Hmm. Part of the mix is missing in your right earbud. Did one of the 73 drivers in your IEMs break? In the high mids, perhaps? Maybe. And the more drivers you have, the bigger the possibility might be. But it could it be worse. Are you going deaf in one ear? Maybe. But let’s stay calm. The likelihood is that you’ve just got some wax or air pressure built up in your ear. Hopefully, the following article will prevent a few audiophile suicides: Broken IEM Driver? Relax. It Could Just Be Air Pressure.
Broken IEM Driver? Relax. It Could Just Be Air Pressure.
Disclaimer: We, at MajorHifi, are not audiologists. We’re not even primary care physicians. So, please don’t trust us with your health. If you’re suffering from serious hearing loss or pain, please see your healthcare provider.
Bad Driver or Dysfunctional Eustachian Tube?
There are a couple of different ways to tell if you’re experiencing air-pressure build-up. The first sign is obvious, so forgive me: You may simply feel an uncomfortable force in your ear, similar to the pressure you feel on an airplane.
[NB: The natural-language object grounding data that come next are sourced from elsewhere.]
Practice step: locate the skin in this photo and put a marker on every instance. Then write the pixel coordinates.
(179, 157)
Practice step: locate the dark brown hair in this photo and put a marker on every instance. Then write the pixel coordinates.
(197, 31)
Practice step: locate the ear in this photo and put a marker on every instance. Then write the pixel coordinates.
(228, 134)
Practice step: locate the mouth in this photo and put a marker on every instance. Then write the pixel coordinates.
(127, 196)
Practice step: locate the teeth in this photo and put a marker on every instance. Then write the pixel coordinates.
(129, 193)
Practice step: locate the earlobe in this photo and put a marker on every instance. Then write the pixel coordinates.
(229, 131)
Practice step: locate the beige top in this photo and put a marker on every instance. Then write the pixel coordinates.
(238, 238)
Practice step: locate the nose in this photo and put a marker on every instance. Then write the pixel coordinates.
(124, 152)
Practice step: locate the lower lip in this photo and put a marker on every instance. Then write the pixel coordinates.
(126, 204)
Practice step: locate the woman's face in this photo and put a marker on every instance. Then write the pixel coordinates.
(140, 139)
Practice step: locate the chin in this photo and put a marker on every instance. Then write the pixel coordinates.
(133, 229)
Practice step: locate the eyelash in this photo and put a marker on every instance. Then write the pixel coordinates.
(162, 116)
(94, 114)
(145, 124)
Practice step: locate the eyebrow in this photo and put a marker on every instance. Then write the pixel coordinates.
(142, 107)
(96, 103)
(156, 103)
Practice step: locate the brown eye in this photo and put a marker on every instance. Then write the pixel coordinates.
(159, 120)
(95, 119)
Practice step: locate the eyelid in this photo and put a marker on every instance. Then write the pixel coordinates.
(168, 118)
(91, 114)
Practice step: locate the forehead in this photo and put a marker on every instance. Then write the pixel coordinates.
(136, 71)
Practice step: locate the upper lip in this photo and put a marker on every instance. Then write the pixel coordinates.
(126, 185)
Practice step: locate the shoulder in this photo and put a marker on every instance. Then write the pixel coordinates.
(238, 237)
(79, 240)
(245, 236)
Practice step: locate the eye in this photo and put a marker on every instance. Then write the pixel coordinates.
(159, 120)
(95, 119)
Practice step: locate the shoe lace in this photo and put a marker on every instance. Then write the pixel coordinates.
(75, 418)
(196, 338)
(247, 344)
Or maybe the sound around you is muffled in one ear.
But what if you’re unaware of any pressure or clogging? That is, you’re not suffering discomfort, and there’s no obvious muffle when you’re going about your daily life. But when you’re listening to your IEMs, the balance seems skewed to the left or right. Broken driver? Or did you damage your eardrum when you when you put your player in you pocket and accidentally turned up the volume dial? $%^&balls. Hopefully, it’s not that.
A Good Test
Take off your IEMs, and stop making yourself crazy. Block one ear with your finger as sing “la la la” in the high mids. Then, block the other one and do it again. Does one “la la la” sound clearer than the other?
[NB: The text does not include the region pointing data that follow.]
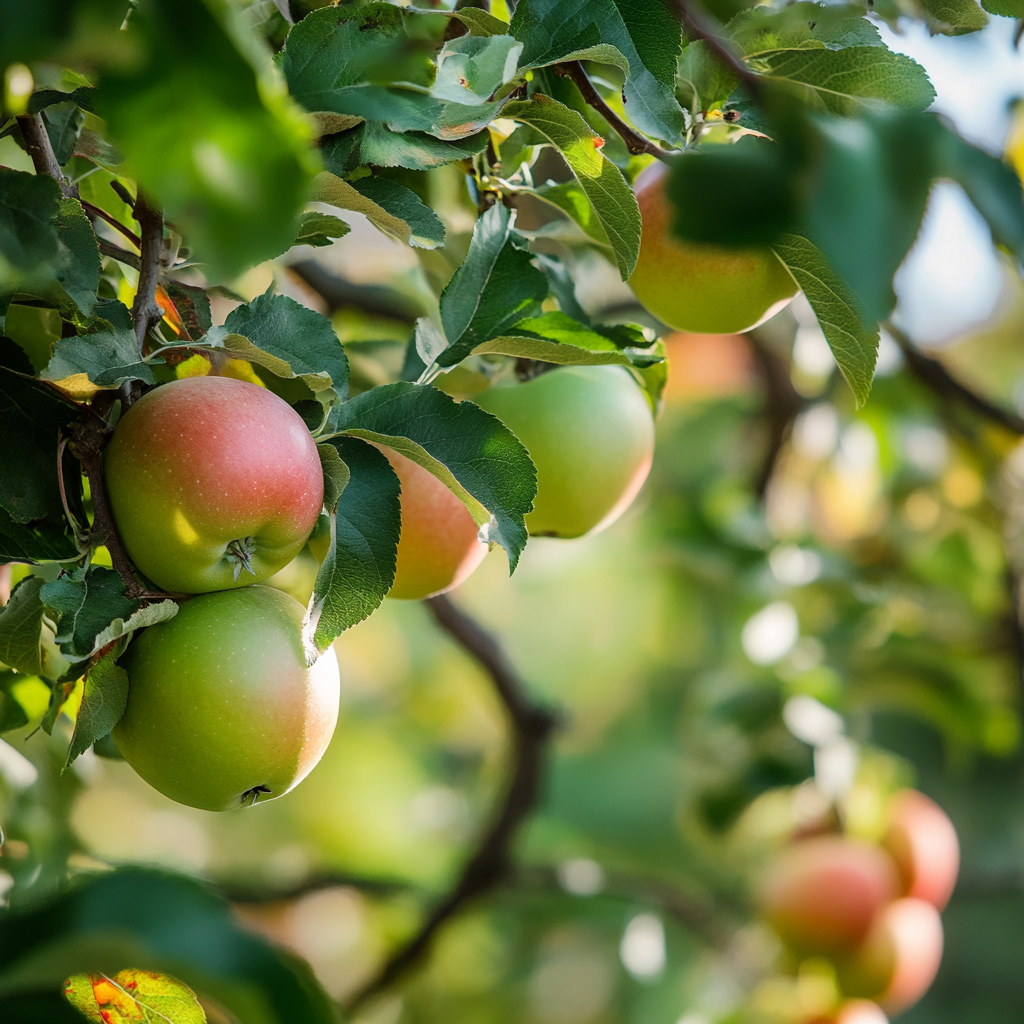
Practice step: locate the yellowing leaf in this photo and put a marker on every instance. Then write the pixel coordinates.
(145, 996)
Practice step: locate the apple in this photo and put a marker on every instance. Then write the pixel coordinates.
(213, 483)
(899, 958)
(822, 894)
(591, 435)
(696, 287)
(222, 709)
(923, 842)
(439, 546)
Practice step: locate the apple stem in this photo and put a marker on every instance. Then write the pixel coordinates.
(531, 725)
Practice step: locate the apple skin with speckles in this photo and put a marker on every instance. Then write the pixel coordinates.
(701, 288)
(213, 483)
(222, 710)
(439, 546)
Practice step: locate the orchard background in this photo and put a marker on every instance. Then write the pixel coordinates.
(551, 798)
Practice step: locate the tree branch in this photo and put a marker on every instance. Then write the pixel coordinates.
(492, 861)
(697, 28)
(145, 311)
(935, 376)
(635, 142)
(114, 222)
(782, 403)
(37, 141)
Doctor of Audiology, Andrea Hannan Dawkes, says, “The most common cause for ears to feel clogged or plugged is Eustachian Tube Dysfunction…The Eustachian tube connects the back of the nose to the middle ear and serves to protect, ventilate and drain the middle ear when necessary to keep the air pressure equal on both sides of the eardrum.” Earwax, congestion, sinusitis, allergies and changes in altitude (as well as more serious issues, such as infections) are all possible causes of this dysfunction. And if the air pressure between you inner ear and outer ear is not equalized, you’re missing out on the music, people.
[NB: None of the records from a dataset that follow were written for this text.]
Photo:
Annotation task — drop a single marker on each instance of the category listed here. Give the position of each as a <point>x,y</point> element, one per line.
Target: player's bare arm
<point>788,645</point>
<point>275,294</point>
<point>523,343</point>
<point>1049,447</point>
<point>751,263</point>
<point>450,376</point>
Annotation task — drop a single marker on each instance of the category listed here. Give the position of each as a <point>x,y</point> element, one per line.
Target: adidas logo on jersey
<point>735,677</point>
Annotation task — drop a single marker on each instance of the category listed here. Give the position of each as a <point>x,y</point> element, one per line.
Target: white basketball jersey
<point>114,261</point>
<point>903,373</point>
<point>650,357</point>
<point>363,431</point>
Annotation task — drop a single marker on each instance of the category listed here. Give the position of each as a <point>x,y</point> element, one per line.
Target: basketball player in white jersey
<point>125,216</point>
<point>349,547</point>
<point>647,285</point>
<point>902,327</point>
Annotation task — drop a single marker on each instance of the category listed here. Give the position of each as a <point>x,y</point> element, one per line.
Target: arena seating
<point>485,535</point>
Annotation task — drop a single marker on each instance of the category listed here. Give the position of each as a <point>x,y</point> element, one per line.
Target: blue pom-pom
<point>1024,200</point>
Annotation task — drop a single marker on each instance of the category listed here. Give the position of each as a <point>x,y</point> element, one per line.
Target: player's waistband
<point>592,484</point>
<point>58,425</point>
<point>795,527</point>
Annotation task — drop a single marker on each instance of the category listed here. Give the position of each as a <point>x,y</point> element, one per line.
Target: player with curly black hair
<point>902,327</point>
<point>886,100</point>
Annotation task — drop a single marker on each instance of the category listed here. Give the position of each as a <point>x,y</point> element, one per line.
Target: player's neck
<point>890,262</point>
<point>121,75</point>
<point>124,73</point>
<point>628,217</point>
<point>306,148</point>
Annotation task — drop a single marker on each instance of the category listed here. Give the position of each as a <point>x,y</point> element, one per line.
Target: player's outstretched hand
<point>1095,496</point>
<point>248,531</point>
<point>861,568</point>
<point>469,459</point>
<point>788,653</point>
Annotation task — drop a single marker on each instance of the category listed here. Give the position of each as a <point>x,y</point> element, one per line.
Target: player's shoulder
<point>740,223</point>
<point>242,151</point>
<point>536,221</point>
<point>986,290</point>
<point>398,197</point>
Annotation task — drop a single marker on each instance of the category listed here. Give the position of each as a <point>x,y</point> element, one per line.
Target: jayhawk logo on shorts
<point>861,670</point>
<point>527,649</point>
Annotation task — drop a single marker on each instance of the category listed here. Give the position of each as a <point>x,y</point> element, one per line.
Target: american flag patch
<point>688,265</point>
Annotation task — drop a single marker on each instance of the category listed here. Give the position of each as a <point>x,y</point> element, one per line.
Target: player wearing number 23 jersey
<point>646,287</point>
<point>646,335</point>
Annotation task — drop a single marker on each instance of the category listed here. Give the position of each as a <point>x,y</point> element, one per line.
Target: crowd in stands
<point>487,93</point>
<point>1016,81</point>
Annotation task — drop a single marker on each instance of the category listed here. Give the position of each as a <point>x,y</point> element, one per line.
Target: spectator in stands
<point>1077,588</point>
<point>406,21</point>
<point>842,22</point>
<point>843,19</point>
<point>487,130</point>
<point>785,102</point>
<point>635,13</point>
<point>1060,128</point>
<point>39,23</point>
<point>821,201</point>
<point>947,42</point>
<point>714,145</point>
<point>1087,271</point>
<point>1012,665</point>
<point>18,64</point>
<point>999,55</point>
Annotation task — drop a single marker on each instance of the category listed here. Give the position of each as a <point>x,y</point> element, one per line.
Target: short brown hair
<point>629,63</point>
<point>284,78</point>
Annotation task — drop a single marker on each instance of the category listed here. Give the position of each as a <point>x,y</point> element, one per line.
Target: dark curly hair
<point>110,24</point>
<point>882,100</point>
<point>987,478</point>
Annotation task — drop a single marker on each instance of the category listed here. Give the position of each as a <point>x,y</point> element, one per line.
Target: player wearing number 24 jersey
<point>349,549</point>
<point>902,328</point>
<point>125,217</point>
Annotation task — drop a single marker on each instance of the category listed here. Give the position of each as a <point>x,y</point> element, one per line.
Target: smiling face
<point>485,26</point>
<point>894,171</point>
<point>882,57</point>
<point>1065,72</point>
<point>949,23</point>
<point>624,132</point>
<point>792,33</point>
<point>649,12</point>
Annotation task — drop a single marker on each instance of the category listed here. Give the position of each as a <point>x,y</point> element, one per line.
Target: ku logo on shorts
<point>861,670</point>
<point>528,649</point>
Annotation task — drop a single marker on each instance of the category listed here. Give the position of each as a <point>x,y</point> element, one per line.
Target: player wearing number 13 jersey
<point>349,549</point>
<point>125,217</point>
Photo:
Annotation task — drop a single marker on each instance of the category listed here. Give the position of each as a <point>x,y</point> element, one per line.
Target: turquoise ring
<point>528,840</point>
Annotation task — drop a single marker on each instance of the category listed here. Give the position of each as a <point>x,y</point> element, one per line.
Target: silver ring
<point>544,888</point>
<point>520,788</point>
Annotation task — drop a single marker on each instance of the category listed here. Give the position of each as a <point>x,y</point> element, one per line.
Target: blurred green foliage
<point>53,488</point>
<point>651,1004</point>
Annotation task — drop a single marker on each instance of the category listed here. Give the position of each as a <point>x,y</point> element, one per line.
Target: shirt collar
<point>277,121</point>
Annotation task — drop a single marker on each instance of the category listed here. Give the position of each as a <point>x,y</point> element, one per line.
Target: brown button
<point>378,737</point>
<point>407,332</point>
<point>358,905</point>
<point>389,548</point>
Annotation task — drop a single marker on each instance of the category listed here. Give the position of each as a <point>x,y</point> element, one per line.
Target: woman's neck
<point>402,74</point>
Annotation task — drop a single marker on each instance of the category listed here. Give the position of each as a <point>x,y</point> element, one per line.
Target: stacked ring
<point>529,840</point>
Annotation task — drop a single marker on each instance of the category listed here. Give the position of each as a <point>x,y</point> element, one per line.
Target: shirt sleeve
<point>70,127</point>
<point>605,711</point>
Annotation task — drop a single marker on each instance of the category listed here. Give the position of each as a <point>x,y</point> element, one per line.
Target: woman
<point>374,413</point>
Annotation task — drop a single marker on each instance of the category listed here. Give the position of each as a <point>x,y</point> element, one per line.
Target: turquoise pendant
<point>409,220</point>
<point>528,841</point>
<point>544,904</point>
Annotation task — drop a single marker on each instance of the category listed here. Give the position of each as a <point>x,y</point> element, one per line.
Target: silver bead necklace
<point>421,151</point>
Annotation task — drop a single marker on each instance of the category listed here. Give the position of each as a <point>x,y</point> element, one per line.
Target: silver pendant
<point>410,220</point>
The Ol’ Blow and Yawn Trick
You’ve probably done this before on the plane when the atmospheric pressure causes an imbalance in air pressure between the outside of your eardrum and the inside. Pinch your nose and blow (But not too hard or too often. We don’t want any hate mail or medical bills). Then let out a big yawn. You might hear a couple of pops, and the sounds of your environment may become clearer. You may start to hear frequencies that you couldn’t before. Ineffective? Okay, if that doesn’t work, try this.
The Miracle of Flonase
You can’t separate the ear from the nose. Now, after a “la la la” test, I realized I had a mildly clogged ear. So, I went to the doctor, thinking I had ear wax build up. She said my ears were clean. Then she asked me if my ears popped or clogged when I blew. And indeed they did. So, she said, “try Flonase.” Now, I’m no shill for Flonase, but this product worked for me like a charm. Also, let me add that I don’t have allergies, and I never thought I had sinus problems…Until I snorted this thing. Suddenly, I could feel air hitting parts of my sinuses that I never knew existed. After 30 minutes and one Ol’ Blow and Yawn Trick, I was clean as a whistle. And music has never sounded better. So, even if it’s not Flonase, try a decongestant. (But don’t take the decongestant every day).
Make Sure It’s Not Wax
If you didn’t have my luck, you might have some wax build up. Your GP can take a peek to see if it’s blocking your ear drum. If it is, he or she will send you to a specialist, who will clean out your canals with long, surgical sticks and tweezers. Relax, it feels good.
Also, my doctor recommended against using peroxide, Q tips or any “flushing” concoction to clean out earwax. It can create extra problems and even infections if you have something more serious going on.
Worse Case Scenario
If you have a 12 driver IEM, a failing driver isn’t uncommon. And as my grandmother used to say, “Mo drivers, mo problems.” Luckily, companies like 64 Audio, who stuff thousands of drivers in their IEMs, usually have a solid warranty period and are likely to be responsive. So, just use your Apple EarPods while you’re getting your real earbuds fixed.
2nd Worse Case Scenario
You’re going deaf. Listen, if you’re a musician or you remember Woodstock, it’s almost inevitable. And unfair. Like smokers in the 60’s, you didn’t know the consequences. You were just having fun. Here’s the thing. There are tiny hearing aids available these days, which are barely noticeable. Westone, the famous American IEM company, makes them. And though your IEM days may be over, you’ve still got over-ear headphones with low impedance for on-the-go use. Get yourself some roomy Beyerdynamic cans and rock on.